Hakima Himmich est surtout connue du grand public comme le chantre de la lutte contre le Sida au Maroc. Une notoriété qui ne doit rien au hasard pour cette militante dans l’âme. Tout au long de sa vie, cette femme courage a fait face aux défis de son époque. Entre expériences politiques assumées et parcours remarquable dans le domaine de la médecine, Hakima Himmich livre les secrets de ses batailles.
Vous êtes née au milieu des années 1940 dans un milieu conservateur de Meknès. Comment avez-vous pu avoir accès à des études supérieures ?

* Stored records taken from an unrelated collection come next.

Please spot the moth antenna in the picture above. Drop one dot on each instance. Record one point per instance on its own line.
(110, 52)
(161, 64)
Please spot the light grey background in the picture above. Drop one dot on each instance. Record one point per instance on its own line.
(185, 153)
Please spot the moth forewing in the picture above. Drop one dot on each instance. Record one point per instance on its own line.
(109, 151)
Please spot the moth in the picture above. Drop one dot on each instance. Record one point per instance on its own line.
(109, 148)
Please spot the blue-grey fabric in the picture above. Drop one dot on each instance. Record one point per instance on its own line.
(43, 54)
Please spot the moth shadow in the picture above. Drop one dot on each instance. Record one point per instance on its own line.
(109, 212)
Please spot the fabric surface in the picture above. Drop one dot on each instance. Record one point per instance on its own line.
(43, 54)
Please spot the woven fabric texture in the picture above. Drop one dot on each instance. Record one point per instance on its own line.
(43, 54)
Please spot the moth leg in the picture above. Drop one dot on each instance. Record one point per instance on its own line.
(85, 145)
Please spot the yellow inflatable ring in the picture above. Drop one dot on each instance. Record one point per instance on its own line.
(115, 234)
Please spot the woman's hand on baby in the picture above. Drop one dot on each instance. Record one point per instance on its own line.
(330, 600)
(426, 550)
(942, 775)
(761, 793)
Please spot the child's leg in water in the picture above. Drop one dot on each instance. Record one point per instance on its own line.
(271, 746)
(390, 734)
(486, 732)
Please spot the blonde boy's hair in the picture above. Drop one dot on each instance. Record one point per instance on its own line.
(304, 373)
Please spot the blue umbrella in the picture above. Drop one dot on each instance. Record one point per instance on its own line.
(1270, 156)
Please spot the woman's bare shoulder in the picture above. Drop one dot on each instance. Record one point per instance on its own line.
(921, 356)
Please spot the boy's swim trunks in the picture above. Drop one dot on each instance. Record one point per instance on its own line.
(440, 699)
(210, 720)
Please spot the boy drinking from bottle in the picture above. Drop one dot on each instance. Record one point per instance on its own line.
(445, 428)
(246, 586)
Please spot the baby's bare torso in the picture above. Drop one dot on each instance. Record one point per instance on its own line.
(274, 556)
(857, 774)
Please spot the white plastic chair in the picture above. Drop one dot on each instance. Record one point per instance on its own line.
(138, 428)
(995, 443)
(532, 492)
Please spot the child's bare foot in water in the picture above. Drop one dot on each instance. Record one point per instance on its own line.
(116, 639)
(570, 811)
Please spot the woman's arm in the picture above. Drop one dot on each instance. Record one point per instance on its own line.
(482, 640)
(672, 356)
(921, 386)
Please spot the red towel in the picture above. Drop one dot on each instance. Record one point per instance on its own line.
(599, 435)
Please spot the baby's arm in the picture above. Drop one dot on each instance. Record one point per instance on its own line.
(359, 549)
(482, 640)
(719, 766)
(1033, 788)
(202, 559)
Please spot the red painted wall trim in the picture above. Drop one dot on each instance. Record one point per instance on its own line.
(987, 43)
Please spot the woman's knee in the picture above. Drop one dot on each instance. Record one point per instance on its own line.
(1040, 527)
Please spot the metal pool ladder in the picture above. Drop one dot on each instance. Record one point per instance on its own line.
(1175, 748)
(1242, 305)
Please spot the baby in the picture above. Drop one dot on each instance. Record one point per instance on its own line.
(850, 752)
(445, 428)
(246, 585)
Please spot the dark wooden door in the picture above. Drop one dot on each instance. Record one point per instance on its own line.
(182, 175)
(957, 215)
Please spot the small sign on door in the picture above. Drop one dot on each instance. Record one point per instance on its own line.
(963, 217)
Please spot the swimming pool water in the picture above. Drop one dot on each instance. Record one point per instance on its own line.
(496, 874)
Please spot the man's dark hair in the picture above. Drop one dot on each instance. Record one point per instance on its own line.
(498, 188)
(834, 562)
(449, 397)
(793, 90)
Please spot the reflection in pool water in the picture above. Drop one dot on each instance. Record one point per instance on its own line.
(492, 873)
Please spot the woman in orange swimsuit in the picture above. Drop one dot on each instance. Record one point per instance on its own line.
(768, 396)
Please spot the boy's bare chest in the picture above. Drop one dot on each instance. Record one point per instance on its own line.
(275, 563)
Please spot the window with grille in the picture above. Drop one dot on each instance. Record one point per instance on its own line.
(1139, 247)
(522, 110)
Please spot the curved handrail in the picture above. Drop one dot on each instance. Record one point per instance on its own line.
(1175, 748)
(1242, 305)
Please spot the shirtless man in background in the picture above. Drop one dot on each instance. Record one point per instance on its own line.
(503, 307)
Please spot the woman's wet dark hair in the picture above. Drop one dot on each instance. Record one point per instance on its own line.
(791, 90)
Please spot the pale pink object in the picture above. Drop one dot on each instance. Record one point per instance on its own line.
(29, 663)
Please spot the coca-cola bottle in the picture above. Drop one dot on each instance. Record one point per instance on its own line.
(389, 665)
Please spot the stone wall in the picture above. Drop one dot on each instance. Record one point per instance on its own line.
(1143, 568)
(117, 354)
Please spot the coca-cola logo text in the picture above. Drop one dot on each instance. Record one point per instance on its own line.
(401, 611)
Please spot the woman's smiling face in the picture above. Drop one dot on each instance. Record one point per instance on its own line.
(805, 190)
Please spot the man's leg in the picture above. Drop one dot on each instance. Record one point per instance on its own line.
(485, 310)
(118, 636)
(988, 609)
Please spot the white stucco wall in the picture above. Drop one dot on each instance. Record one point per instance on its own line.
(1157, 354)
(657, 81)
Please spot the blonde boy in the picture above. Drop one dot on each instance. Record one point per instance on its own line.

Je n’étais effectivement pas destinée à mener le parcours qui est le mien. Je suis venue au monde au sein d’une famille traditionnelle de la bourgeoisie agricole où toutes mes cousines du même âge ont dû quitter les études pour se marier très jeunes. Tel était le schéma traditionnel à cette époque. À ma naissance, c’est un garçon qui était en réalité attendu. C’est peu de dire que mon père était déçu d’avoir une seconde fille. Durant mon enfance, je ne l’intéressais absolument pas. Cette situation a fait naître en moi une force que je déployais pour prouver à mon père qu’il avait tort. Tout au long de ma vie, j’ai voulu lui montrer que je pouvais lui donner satisfaction. Cette motivation m’a permis, très tôt, de réussir au-delà de mes espérances. J’ai obligé mon père à me remarquer et à s’intéresser à moi. Lorsqu’il recevait, notamment des Européens, je m’imposais auprès de lui et ne manquais jamais d’étaler ma pertinence de jeune fille. Avec le temps, mon père a été convaincu par mon attitude et a finalement décidé qu’il fallait que je fasse des études. Dès lors, ma réussite était devenue primordiale à ses yeux. Je me souviens encore que, sur le chemin de l’école, une décapotable bleue était quotidiennement garée devant le tribunal de Meknès. Elle appartenait à une avocate de confession juive. Mon père souhaitait que je lui ressemble. Cette hargne qui m’habitait déjà avait une étiquette que je n’ai pu nommer que plus tard : le féminisme.